Gli esponenti di "Spazio Democratico" evidenziano le criticità di quanto avvenuto durante l'ultima assemblea municipale
"Esprimiamo la nostra più ferma e indignata condanna per la nota inviata alla stampa in data odierna dalla Presidente del Consiglio Comunale, un episodio che rappresenta un precedente estremamente grave sotto il profilo istituzionale e democratico. Il Presidente del Consiglio comunale ha infatti dimostrato una condotta palesemente parziale, assecondando il volere della maggioranza, assumendo posizioni di merito che esulano in modo evidente dalle sue prerogative.
Il suo ruolo, per definizione, dovrebbe essere quello di garante imparziale del rispetto delle regole e dei diritti di tutte le componenti politiche, maggioranza e minoranza. La lezioncina morale con la quale si addita alla minoranza parlando di “falsa politica", solo perché la minoranza ha esercitato un diritto, è stata inopportuna e lontana dai canoni di imparzialità che un presidente del consiglio dovrebbe garantire. Il riferimento è chiaramente a quanto avvenuto venerdì nel corso del consiglio comunale in prima convocazione. Venerdì il consiglio comunale è stato sospeso alle 13.45 per la pausa pranzo con ripresa dei lavori prevista alle 15", lo affermano in una nota congiunta i consiglieri di "Spazio Democratico" Ada Pavone e Pietro Idone
"A seguito dello spiacevole episodio subito dal consigliere di maggioranza, tutta la minoranza ha convenuto sull'attendere il rientro del consigliere. Ebbene, i lavori sono ricominciati alle 18.00 con l'arrivo del consigliere.

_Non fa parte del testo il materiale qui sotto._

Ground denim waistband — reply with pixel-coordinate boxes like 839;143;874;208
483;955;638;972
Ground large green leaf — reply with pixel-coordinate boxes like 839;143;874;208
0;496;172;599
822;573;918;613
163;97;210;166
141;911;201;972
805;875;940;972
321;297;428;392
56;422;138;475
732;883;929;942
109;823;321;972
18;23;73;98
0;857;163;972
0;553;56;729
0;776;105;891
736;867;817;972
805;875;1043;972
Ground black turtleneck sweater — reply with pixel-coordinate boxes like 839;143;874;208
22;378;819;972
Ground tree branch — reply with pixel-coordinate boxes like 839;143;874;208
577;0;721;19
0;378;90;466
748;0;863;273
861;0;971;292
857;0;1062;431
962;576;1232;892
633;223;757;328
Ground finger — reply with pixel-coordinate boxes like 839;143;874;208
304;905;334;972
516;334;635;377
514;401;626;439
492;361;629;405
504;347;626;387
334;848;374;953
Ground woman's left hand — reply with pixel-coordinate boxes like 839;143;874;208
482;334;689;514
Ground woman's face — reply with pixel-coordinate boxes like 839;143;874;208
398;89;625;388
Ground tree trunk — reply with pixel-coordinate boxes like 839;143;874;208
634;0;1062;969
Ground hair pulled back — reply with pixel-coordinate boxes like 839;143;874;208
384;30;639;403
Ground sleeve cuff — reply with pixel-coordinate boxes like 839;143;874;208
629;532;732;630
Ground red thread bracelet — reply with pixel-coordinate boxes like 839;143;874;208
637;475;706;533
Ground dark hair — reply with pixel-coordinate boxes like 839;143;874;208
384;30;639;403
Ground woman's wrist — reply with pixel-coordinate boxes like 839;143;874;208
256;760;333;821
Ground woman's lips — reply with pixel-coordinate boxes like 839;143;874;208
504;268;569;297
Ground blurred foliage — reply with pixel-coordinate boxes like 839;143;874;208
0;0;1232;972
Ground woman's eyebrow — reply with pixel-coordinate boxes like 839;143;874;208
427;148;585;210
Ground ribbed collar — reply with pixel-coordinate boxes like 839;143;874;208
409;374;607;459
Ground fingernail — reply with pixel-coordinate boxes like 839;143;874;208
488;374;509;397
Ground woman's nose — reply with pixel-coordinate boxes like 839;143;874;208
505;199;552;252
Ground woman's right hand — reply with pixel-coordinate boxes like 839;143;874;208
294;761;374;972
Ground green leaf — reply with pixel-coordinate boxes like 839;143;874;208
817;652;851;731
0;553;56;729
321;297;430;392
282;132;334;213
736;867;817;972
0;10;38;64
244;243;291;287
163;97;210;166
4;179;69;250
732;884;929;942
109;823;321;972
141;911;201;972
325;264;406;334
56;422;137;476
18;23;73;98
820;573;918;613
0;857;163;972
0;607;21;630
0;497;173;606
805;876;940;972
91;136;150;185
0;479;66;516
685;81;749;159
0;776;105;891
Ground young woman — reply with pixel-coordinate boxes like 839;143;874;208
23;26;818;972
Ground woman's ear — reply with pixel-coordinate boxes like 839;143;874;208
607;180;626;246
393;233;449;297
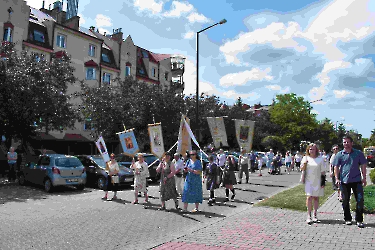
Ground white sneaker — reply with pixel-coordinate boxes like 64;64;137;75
306;217;312;225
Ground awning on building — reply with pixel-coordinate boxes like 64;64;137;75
63;133;91;142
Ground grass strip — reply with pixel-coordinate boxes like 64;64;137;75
254;184;334;211
350;185;375;214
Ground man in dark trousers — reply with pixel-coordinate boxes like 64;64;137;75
333;135;367;228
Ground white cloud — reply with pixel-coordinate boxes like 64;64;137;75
187;12;209;23
222;90;260;101
163;1;194;17
134;0;163;14
184;31;195;39
220;68;273;87
95;14;113;28
333;89;350;99
220;22;306;64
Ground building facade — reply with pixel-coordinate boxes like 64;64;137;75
0;0;184;154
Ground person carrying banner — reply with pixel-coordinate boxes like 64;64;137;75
103;153;120;200
172;153;184;196
223;155;237;201
204;155;220;206
131;154;150;204
182;150;203;213
238;149;250;184
216;148;227;186
156;152;178;210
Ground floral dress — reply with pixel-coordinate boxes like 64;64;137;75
133;161;150;192
160;162;178;201
182;160;203;203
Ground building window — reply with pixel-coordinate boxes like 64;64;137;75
3;27;13;42
102;53;111;63
83;118;95;130
89;44;96;57
56;34;66;48
86;68;96;80
34;30;45;43
125;66;131;76
103;73;111;84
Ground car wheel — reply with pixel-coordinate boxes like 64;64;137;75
97;177;107;189
44;178;53;193
18;174;26;186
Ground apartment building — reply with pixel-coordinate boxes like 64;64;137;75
0;0;184;154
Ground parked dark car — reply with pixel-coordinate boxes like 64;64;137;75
77;155;134;189
19;154;86;192
366;151;375;168
115;153;160;181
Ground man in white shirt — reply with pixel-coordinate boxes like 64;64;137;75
172;153;184;195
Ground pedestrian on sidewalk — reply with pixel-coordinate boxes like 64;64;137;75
103;153;120;200
301;143;325;224
285;151;292;174
182;150;203;212
333;135;367;228
257;154;263;176
156;152;178;210
7;147;17;181
223;155;237;201
131;154;150;204
204;155;220;206
238;149;250;184
329;144;342;202
172;153;184;196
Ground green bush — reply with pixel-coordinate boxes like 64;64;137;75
370;168;375;184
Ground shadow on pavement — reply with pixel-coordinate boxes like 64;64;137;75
0;183;92;204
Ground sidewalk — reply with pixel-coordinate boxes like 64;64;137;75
151;171;375;250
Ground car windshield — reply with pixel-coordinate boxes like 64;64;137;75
55;157;82;168
92;157;105;168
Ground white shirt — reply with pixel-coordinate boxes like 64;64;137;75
172;159;185;173
217;154;227;167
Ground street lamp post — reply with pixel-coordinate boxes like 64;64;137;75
195;19;227;144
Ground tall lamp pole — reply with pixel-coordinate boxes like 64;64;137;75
195;19;227;141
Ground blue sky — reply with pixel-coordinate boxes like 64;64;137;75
26;0;375;137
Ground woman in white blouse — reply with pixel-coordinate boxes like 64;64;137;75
301;143;325;224
103;154;120;200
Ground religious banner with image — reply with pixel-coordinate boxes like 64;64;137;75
148;123;165;159
118;129;139;156
95;136;110;162
176;115;191;154
234;119;255;152
207;117;228;148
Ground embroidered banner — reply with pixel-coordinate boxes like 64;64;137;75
176;115;191;154
207;117;228;148
95;136;110;162
148;123;165;159
234;119;255;152
118;129;139;156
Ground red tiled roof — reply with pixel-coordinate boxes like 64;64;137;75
150;52;172;62
85;60;99;67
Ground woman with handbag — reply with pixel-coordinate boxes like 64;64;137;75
204;155;220;206
156;152;179;210
131;154;150;204
301;143;325;225
103;153;120;200
223;155;237;201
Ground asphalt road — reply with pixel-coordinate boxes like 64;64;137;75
0;171;300;250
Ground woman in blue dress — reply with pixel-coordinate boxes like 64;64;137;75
182;151;203;213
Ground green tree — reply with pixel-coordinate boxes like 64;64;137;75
0;43;78;146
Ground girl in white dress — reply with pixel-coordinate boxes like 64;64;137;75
301;143;325;224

Nel frattempo la stessa maggioranza ha avuto modo di incontrare il dott. Ciucci. Solo dopo le 18 si è proceduto all'approvazione del previsionale, salvo poi assistere nuovamente alla mancanza dei numeri della maggioranza per la discussione dell'ultimo punto all'ordine del giorno. Non accettiamo la morale da nessuno, men che meno da chi non ha ritenuto di fare l'unica scelta giusta", prosegue la nota.

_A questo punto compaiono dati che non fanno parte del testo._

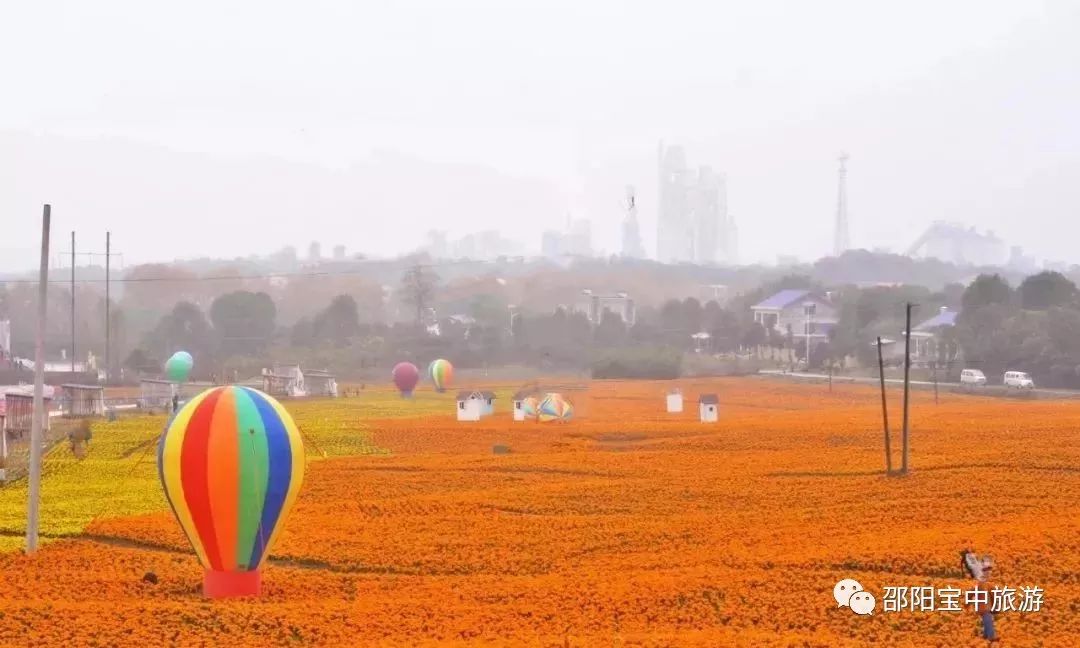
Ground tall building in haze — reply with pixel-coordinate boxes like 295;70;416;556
657;144;737;264
833;153;851;256
622;187;645;259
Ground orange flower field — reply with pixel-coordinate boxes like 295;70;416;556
0;378;1080;647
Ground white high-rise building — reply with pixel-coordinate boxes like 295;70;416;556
622;187;645;259
657;145;737;264
0;320;11;359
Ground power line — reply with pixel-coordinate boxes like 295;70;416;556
0;259;497;284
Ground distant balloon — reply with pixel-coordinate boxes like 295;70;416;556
158;387;305;598
428;357;454;392
537;394;573;421
390;362;420;396
165;351;195;382
522;396;540;419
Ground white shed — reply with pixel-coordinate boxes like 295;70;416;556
480;391;495;416
698;394;720;423
458;391;484;421
513;392;526;421
667;389;683;414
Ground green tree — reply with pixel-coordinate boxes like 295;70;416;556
960;274;1012;311
143;301;214;370
1017;271;1078;310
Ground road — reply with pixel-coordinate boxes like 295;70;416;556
758;369;1080;399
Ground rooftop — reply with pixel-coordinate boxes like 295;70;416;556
751;289;810;310
913;308;960;330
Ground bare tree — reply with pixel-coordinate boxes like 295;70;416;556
401;264;438;326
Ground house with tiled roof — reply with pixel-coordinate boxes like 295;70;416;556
901;306;960;364
751;289;838;346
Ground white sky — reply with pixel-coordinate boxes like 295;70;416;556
0;0;1080;270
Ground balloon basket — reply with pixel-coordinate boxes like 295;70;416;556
203;569;262;598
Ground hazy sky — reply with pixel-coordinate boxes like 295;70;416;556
0;0;1080;270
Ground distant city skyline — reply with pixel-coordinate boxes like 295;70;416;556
0;0;1080;271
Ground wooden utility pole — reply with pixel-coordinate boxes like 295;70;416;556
26;205;52;554
878;336;892;474
934;360;937;405
900;302;912;474
105;232;112;384
71;232;75;374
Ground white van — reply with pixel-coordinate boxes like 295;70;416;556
1004;372;1035;389
960;369;986;384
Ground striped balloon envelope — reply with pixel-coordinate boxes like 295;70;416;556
428;357;454;392
158;387;305;598
537;394;573;422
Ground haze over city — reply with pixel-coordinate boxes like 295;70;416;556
0;1;1080;271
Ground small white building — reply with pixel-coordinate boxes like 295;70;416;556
458;391;484;421
698;394;720;423
667;389;683;414
513;392;528;421
262;365;308;399
480;391;495;416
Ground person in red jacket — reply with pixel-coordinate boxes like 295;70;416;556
964;552;1001;645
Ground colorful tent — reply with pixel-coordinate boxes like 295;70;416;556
537;394;573;421
158;387;305;598
428;357;454;392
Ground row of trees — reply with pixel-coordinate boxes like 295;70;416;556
956;272;1080;388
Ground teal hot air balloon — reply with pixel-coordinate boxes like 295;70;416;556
165;351;195;382
428;357;454;392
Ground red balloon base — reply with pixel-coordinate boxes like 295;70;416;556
203;569;262;598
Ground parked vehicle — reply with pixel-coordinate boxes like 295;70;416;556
1004;372;1035;389
960;369;986;384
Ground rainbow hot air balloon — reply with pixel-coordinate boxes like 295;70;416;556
390;362;420;397
428;357;454;392
537;394;573;422
165;351;195;382
158;387;305;598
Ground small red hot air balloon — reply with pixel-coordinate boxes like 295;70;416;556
391;362;420;399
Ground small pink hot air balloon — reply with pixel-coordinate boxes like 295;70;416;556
391;362;420;399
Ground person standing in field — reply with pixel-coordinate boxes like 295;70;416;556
961;551;1001;645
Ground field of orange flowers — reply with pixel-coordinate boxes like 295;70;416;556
0;379;1080;646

"Rinviare da subito i lavori alla seconda convocazione per esprimere concretamente, la solidarietà al consigliere comunale vittima di uno spiacevole episodio, per il quale esprimiamo vicinanza. Certamente non può addebitarsi ai gruppi di minoranza quello che non riesce a garantire quel che resta della maggioranza
Che si prenda atto della realtà e si facciano i conti con la disastrosa condizione che ha provocato esclusivamente il Sindaco con le sue decisioni. Si registra ancora una volta un goffo e presuntuoso tentativo della Presidenza di utilizzare lo scranno cittadino per fare divisioni tra presunti "buoni" e "cattivi". Per questi motivi non possiamo tollerare l'ennesima narrazione "pro domo sua" e rispediamo al mittente queste parole frutto di grande confusione dei ruoli. A questo proposito ci rifacciamo al Segretario, che ha correttamente gestito le fasi e i cui verbali sicuramente daranno atto delle fasi", concludono i consiglieri di Spazio Democratico.